First, the data stream from servicex.

In [5]:
servicex_data = sx_event_stream(did, leptons_per_event_query)

Now we get the output stream from funcx of data that is done!

*Note* The first time this is called in a session you'll get asked for a `funcx` auth token. Follow the web url and get the token, and past it back into the box.

In [6]:
accumulated_results = process_coffea_funcx(servicex_data, ZMassProcessor())

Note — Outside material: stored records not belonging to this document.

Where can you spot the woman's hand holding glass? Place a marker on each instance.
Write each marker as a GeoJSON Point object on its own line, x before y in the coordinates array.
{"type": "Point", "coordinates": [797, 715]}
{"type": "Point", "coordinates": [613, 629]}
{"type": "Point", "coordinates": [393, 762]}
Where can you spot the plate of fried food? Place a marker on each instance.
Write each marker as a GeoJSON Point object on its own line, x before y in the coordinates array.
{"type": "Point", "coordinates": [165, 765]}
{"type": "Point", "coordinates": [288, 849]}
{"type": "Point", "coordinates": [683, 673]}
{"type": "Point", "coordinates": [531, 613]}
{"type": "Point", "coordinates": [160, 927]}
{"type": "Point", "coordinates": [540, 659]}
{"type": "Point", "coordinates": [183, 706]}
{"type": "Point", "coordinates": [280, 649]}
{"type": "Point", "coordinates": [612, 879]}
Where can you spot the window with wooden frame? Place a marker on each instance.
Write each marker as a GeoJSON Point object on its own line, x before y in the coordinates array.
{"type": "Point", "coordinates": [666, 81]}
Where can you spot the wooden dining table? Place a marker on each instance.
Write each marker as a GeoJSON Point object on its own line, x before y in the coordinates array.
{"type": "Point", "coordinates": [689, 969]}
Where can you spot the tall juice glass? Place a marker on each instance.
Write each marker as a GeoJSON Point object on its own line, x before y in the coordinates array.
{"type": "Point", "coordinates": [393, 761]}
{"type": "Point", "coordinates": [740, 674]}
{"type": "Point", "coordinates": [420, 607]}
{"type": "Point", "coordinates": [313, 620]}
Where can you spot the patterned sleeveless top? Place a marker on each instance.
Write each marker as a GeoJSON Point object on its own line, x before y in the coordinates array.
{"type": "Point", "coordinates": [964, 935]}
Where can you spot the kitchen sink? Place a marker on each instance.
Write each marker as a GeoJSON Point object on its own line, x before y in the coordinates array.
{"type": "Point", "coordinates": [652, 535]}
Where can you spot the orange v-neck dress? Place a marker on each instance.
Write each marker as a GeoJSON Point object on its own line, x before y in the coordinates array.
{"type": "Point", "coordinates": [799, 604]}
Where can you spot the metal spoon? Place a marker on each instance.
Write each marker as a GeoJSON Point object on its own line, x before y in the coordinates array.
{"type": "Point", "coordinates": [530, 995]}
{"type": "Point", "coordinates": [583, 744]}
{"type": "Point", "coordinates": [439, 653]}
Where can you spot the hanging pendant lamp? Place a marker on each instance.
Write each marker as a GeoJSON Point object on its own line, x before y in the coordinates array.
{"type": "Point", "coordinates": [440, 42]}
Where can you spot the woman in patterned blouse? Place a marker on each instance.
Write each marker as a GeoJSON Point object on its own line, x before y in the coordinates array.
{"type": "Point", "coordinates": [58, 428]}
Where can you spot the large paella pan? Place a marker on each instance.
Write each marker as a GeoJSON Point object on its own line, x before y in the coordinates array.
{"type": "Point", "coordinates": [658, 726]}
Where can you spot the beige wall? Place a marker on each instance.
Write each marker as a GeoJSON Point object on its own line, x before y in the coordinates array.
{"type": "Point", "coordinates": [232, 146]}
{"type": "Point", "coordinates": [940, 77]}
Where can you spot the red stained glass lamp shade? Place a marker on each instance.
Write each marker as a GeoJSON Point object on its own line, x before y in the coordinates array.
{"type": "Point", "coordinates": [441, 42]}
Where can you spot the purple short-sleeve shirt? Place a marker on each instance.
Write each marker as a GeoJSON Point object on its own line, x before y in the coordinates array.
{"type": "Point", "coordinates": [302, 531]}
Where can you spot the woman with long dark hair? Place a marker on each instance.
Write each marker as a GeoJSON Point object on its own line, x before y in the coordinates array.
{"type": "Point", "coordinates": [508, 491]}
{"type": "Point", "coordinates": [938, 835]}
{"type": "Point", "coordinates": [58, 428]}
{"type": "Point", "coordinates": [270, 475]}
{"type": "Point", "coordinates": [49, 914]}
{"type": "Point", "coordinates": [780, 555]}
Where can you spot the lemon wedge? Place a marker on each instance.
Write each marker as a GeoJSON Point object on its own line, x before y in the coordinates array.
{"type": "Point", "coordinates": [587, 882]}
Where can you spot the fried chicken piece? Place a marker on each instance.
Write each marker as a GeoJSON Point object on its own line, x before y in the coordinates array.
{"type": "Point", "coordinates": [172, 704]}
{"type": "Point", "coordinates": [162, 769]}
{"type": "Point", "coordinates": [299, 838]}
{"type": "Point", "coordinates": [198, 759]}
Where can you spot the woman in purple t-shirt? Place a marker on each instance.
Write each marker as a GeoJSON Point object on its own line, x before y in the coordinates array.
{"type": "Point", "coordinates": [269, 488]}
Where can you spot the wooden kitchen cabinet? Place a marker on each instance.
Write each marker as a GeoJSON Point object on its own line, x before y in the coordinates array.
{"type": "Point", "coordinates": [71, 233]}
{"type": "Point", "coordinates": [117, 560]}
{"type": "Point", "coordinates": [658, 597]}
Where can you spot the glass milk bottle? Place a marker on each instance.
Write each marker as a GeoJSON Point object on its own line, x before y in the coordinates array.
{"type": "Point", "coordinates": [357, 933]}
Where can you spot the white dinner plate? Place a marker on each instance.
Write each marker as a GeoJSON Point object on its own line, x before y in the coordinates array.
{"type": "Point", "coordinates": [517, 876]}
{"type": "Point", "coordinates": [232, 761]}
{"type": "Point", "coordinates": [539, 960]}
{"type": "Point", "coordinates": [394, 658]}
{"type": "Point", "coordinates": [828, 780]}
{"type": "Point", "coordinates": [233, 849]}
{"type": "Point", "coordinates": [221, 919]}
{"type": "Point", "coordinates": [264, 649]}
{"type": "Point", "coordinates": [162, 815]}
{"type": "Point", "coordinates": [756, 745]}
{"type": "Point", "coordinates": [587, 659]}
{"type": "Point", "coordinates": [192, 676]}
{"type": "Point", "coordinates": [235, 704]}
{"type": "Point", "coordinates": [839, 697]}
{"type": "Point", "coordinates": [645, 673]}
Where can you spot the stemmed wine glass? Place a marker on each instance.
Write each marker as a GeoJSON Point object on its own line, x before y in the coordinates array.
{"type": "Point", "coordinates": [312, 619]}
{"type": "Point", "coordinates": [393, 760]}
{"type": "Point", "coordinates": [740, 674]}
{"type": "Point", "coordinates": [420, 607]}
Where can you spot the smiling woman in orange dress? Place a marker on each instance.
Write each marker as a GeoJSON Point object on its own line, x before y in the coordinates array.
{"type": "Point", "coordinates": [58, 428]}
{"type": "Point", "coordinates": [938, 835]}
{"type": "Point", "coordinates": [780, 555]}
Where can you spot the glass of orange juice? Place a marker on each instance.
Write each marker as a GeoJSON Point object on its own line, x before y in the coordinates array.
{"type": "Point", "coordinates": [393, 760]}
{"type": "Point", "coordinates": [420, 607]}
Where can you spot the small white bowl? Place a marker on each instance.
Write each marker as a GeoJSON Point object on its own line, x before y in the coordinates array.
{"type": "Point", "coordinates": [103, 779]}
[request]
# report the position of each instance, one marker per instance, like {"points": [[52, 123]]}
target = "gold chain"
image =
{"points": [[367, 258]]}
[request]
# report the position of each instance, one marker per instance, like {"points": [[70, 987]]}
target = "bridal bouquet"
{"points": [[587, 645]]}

Plot - attempt to update the plot as it comes in (but don't know how to do that!)

In [7]:
async def plot_stream(accumulator_stream):
  async for coffea_info in accumulator_stream:
    # Need to ask coffea folks how to anomate this!
    hist.plot1d(coffea_info['mass'])
    plt.show()
  return coffea_info

await plot_stream(accumulated_results)

TypeError: module, class, method, function, traceback, frame, or code object was expected, got ZMassProcessor

One of the cool things about the above is that the *data* never comes down to your machine over the wire except for the histograms! The data streamed off servicex is sent directly from servicex to the funcx processor machines. In this demo, both happened to be located in the `river` cluster at Chicago. While everything is controled from wherever this notebook is running - data only moves around in the analysis facility!